For drawing samples at random from \(\text{CNB}\left(D, r1, r2, \frac{p_1}{p_2}\right)\), a random generator has been implemented by applying inverse transform sampling to the quantile function.

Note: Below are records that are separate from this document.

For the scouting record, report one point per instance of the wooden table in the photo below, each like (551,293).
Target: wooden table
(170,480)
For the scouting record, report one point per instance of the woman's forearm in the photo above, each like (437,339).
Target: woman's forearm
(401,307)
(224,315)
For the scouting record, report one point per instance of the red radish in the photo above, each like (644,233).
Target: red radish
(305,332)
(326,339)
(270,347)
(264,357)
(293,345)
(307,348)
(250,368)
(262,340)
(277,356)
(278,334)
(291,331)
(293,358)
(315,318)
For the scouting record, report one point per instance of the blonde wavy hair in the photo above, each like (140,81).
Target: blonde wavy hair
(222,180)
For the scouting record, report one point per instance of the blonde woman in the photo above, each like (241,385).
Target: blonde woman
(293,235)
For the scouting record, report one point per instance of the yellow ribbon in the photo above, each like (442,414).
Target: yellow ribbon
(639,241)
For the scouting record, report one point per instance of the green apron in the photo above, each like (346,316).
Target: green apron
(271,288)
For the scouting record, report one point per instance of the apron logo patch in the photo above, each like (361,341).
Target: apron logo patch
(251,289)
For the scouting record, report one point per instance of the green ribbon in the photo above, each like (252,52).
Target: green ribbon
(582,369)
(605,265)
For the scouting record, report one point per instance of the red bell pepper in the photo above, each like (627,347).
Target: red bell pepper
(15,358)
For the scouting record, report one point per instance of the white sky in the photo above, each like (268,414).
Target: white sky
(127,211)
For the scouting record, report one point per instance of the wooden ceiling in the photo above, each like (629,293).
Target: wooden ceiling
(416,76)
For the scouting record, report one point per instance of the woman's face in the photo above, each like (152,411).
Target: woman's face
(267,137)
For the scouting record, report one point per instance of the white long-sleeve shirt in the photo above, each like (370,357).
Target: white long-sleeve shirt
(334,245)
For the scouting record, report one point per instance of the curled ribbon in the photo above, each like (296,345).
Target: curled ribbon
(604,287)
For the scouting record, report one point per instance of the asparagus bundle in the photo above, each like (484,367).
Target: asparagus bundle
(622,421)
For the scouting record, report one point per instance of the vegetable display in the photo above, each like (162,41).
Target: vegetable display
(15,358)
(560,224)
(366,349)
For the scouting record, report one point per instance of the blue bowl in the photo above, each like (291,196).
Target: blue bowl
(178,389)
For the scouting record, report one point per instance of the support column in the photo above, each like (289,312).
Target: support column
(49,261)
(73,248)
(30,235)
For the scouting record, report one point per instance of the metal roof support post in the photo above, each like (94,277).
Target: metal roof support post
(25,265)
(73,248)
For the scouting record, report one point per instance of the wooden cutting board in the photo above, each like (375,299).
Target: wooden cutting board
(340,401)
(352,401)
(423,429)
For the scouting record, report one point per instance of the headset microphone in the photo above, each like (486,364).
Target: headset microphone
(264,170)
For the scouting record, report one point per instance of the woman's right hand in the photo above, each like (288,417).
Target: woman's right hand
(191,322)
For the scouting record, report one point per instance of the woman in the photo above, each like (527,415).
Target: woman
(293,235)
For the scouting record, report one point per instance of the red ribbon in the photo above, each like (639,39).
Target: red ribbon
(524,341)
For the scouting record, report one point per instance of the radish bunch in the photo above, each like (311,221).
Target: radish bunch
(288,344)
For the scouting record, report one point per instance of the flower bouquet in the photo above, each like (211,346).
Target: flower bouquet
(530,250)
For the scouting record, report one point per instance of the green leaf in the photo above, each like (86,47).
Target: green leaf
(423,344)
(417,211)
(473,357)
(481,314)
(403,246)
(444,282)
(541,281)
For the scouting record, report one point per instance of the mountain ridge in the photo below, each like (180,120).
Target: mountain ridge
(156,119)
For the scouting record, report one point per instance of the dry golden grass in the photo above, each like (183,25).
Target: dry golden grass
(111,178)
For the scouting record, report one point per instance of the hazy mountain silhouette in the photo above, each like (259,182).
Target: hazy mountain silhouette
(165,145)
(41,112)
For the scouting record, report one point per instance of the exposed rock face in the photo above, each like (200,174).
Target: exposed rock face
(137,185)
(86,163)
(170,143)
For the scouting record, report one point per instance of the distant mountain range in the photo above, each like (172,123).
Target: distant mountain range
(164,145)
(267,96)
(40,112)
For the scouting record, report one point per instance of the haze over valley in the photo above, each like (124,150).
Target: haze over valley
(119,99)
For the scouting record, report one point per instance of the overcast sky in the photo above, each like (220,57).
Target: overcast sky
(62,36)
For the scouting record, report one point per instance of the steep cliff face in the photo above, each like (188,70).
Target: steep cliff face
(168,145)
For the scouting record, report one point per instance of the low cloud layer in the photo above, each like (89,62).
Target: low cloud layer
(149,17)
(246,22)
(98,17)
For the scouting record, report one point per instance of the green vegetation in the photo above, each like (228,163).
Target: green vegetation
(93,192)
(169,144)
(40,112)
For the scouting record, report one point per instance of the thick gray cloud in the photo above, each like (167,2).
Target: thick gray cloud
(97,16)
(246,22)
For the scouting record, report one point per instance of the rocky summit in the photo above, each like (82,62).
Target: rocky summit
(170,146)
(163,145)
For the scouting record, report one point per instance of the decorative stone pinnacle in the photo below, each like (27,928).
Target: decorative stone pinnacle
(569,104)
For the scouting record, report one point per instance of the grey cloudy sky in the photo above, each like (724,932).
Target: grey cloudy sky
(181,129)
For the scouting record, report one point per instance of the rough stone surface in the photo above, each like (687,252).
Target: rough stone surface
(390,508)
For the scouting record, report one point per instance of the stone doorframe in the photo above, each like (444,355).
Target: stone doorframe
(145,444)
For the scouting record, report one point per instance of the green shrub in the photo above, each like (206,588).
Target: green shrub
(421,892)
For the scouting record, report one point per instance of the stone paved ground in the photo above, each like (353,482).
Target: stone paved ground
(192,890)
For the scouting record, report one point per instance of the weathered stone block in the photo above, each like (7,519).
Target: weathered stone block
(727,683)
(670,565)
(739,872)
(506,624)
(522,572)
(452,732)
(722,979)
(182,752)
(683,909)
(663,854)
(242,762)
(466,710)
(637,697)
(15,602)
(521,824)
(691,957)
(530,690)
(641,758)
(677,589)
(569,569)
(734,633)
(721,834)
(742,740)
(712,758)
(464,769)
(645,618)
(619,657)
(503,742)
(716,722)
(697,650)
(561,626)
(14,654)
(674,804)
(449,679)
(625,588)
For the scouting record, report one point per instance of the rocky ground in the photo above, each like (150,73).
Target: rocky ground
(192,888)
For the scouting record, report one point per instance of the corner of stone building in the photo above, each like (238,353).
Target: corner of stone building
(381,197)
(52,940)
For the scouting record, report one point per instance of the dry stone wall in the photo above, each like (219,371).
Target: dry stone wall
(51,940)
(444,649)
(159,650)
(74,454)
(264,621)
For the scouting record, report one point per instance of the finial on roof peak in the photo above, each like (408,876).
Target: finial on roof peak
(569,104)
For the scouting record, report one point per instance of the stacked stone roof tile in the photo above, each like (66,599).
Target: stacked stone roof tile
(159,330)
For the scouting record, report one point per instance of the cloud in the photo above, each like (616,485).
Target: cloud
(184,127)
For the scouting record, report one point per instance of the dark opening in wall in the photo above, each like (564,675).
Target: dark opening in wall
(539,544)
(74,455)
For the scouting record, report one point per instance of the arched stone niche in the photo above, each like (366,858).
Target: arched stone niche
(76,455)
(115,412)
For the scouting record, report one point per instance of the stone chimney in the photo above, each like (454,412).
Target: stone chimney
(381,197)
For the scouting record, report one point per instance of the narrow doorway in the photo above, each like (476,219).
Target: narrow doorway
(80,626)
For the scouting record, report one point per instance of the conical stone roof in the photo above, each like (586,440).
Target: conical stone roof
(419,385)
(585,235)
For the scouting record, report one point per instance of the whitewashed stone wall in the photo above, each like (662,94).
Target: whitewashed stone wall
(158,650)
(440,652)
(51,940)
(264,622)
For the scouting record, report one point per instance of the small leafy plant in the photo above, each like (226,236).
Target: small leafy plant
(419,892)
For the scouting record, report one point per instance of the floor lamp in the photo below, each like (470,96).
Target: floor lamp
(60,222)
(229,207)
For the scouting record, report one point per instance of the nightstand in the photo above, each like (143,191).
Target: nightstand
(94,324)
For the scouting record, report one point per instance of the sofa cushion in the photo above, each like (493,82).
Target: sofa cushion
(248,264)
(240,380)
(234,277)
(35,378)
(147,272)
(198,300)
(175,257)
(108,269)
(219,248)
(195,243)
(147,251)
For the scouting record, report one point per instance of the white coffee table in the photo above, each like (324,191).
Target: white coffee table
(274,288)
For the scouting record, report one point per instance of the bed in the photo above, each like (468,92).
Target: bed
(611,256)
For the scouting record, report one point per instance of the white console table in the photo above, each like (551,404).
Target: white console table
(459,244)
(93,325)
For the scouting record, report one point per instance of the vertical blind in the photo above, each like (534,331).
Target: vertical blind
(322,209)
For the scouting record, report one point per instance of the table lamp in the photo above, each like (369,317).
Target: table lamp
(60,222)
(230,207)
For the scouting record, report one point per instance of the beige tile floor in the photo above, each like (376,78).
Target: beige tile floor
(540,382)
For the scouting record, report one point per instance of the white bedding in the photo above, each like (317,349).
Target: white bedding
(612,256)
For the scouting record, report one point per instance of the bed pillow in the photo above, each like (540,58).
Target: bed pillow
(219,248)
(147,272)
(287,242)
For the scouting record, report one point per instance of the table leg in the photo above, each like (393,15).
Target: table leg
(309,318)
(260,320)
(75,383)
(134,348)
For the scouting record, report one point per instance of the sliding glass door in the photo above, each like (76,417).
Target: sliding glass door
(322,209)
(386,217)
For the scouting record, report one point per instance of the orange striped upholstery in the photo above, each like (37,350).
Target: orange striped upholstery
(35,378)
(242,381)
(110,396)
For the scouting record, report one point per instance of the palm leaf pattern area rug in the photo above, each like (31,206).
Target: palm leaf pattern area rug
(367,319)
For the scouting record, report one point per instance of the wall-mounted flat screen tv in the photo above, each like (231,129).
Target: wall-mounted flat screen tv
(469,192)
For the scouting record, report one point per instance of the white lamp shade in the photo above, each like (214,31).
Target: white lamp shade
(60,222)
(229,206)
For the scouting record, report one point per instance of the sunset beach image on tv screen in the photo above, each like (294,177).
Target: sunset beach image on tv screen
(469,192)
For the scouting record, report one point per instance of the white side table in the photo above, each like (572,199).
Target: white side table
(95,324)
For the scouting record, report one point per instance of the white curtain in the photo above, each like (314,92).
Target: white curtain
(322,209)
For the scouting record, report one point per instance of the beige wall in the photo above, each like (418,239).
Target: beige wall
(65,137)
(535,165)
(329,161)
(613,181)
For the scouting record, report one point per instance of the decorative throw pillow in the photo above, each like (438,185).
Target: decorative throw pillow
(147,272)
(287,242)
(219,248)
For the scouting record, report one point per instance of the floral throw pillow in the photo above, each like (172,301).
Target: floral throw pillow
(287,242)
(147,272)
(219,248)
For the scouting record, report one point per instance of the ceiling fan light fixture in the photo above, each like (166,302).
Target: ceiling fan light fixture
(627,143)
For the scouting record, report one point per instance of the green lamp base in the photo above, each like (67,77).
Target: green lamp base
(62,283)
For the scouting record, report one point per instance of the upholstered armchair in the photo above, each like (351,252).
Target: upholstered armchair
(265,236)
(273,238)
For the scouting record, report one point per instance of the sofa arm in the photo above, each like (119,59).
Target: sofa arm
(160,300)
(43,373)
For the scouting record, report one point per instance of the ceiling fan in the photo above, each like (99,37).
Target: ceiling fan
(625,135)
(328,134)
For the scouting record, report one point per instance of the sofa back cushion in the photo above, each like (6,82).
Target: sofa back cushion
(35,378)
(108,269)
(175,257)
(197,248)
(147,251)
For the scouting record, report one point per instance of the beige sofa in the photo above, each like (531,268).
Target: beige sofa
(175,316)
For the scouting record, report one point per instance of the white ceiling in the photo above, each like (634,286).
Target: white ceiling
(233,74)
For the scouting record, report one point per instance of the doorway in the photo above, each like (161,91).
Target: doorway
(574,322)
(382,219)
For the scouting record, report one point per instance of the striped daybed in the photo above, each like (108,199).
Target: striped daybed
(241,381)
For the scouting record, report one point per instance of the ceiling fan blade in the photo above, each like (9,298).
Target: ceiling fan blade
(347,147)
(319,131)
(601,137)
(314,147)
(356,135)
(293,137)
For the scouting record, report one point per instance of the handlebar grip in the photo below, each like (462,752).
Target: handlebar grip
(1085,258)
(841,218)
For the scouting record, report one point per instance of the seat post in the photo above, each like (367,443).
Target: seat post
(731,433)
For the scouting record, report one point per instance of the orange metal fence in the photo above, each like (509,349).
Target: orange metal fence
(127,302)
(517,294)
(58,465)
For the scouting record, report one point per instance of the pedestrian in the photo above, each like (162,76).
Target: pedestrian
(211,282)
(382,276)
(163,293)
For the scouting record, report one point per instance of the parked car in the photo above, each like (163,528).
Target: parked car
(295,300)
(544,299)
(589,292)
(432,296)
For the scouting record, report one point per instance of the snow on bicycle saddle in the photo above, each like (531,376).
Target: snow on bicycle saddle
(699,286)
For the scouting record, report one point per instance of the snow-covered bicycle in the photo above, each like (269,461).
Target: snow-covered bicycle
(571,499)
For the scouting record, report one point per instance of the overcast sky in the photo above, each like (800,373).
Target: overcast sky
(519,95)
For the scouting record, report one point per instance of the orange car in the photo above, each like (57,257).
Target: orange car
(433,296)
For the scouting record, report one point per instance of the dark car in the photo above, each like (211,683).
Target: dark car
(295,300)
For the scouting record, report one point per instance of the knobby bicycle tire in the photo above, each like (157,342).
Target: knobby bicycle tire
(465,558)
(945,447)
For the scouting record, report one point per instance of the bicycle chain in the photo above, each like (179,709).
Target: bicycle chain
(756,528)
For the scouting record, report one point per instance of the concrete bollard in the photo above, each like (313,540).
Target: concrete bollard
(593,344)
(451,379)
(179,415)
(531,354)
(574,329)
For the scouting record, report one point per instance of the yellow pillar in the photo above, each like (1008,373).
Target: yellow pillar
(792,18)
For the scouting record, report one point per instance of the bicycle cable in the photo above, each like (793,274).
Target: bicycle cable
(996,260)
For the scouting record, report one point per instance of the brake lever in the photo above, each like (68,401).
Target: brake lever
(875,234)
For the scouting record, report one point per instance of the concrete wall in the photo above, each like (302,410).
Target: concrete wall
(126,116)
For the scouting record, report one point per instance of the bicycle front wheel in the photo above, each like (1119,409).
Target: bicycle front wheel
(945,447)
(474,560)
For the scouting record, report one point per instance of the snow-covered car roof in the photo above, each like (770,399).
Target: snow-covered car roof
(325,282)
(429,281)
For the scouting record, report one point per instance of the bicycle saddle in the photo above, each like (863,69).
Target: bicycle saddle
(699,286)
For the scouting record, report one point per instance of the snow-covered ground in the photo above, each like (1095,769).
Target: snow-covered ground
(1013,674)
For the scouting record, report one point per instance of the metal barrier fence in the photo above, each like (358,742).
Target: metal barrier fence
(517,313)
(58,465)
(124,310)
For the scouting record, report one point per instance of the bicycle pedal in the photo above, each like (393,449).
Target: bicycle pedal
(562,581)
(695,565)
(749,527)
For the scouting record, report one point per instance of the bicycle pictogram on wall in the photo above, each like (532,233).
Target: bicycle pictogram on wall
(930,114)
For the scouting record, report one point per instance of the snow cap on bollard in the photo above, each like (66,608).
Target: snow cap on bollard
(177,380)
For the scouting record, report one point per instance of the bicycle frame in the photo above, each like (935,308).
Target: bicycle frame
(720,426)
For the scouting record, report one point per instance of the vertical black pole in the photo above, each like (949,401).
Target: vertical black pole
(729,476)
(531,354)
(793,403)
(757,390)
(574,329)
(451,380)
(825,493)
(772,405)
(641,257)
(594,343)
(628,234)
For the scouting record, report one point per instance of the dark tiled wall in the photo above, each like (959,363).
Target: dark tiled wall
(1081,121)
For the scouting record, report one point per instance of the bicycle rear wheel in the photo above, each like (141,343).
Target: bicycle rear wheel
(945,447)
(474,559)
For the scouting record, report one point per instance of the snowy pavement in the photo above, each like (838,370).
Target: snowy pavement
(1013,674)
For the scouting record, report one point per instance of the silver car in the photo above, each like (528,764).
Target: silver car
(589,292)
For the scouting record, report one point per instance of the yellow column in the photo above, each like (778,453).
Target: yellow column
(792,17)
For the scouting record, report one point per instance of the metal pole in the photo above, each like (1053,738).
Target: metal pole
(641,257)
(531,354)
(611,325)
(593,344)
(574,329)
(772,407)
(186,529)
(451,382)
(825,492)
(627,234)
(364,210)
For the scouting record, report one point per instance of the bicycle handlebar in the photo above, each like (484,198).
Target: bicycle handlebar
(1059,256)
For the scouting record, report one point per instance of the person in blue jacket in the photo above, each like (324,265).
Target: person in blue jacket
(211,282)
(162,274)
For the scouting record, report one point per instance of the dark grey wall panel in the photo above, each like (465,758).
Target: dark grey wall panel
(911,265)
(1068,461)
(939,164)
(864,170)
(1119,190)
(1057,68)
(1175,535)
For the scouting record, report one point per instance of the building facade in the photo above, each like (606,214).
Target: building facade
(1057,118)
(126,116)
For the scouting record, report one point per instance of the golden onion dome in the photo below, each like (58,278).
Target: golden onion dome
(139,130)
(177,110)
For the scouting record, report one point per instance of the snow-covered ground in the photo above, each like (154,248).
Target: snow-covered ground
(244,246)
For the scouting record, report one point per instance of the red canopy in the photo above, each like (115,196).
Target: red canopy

In cnbdistr the random generation is carried out by rcnb.

library(cnbdistr)
D <- 11
r1 <- 4
r2 <- 0.8
theta <- 0.63 # this is p1/p2
x <- rcnb(1e4, D, r1, r2, theta)
hist(x, seq(-0.5, 0.5 + D, by = 1), col = 'gray72')
table(x) / 1e4
## x
##      0      1      2      3      4      5      6      7      8      9 
## 0.0190 0.0461 0.0728 0.1001 0.1071 0.1078 0.1113 0.1024 0.0947 0.0817 
##     10     11 
## 0.0771 0.0799
format(dcnb(0:D, D, r1, r2, theta), digits=2)
##  [1] "0.018" "0.046" "0.074" "0.096" "0.108" "0.112" "0.110" "0.103"
##  [9] "0.094" "0.084" "0.077" "0.077"

Moments

Mean of \(\text{CNB}\left(D, r1, r2, \frac{p_1}{p_2}\right)\) is given by

\[E(X|_{X+Y=D}) = D\cdot\frac{p_1}{p_2}\cdot\frac{r_1}{r_2 + D - 1}\cdot\frac{{}_2 \text{F}_1\left(\begin{matrix}-D+1,\quad r_1+1\\-D-r_2+2 &\end{matrix};\frac{p_1}{p_2}\right)}{{}_2 \text{F}_1\left(\begin{matrix}-D,\quad r_1\\-D-r_2+1 &\end{matrix};\frac{p_1}{p_2}\right)}\]

library(cnbdistr)
D <- 11
r1 <- 4
r2 <- 0.8
theta <- 0.63 # this is p1/p2
mu_cnb(D, r1, r2, theta)
## [1] 5.984561
sum(c(0:D) * dcnb(0:D, D, r1, r2, theta))
## [1] 5.984561

Variance of \(\text{CNB}\left(D, r1, r2, \frac{p_1}{p_2}\right)\) is given by

\[V(X|_{X+Y=D}) = D(D-1)\cdot\left(\frac{p_1}{p_2}\right)^2\cdot\frac{r_1(r_1+1)}{(r_2 + D - 1)(r_2+D-2)}\cdot\frac{{}_2 \text{F}_1\left(\begin{matrix}-D+2,\quad r_1+2\\-D-r_2+3 &\end{matrix};\frac{p_1}{p_2}\right)}{{}_2 \text{F}_1\left(\begin{matrix}-D,\quad r_1\\-D-r_2+1 &\end{matrix};\frac{p_1}{p_2}\right)} \\ + E(X|_{X+Y=D})\left(1-E(X|_{X+Y=D})\right)\]

library(cnbdistr)
D <- 11
r1 <- 4
r2 <- 0.8
theta <- 0.63 # this is p1/p2
sigma2_cnb(D, r1, r2, theta)
## [1] 8.795583
sum((c(0:D) - mu_cnb(D, r1, r2, theta))^2 * dcnb(0:D, D, r1, r2, theta))
## [1] 8.795583

References

Abramowitz, Milton, Irene A Stegun, and others. 1972. Handbook of Mathematical Functions with Formulas, Graphs, and Mathematical Tables. Vol. 9. Dover, New York.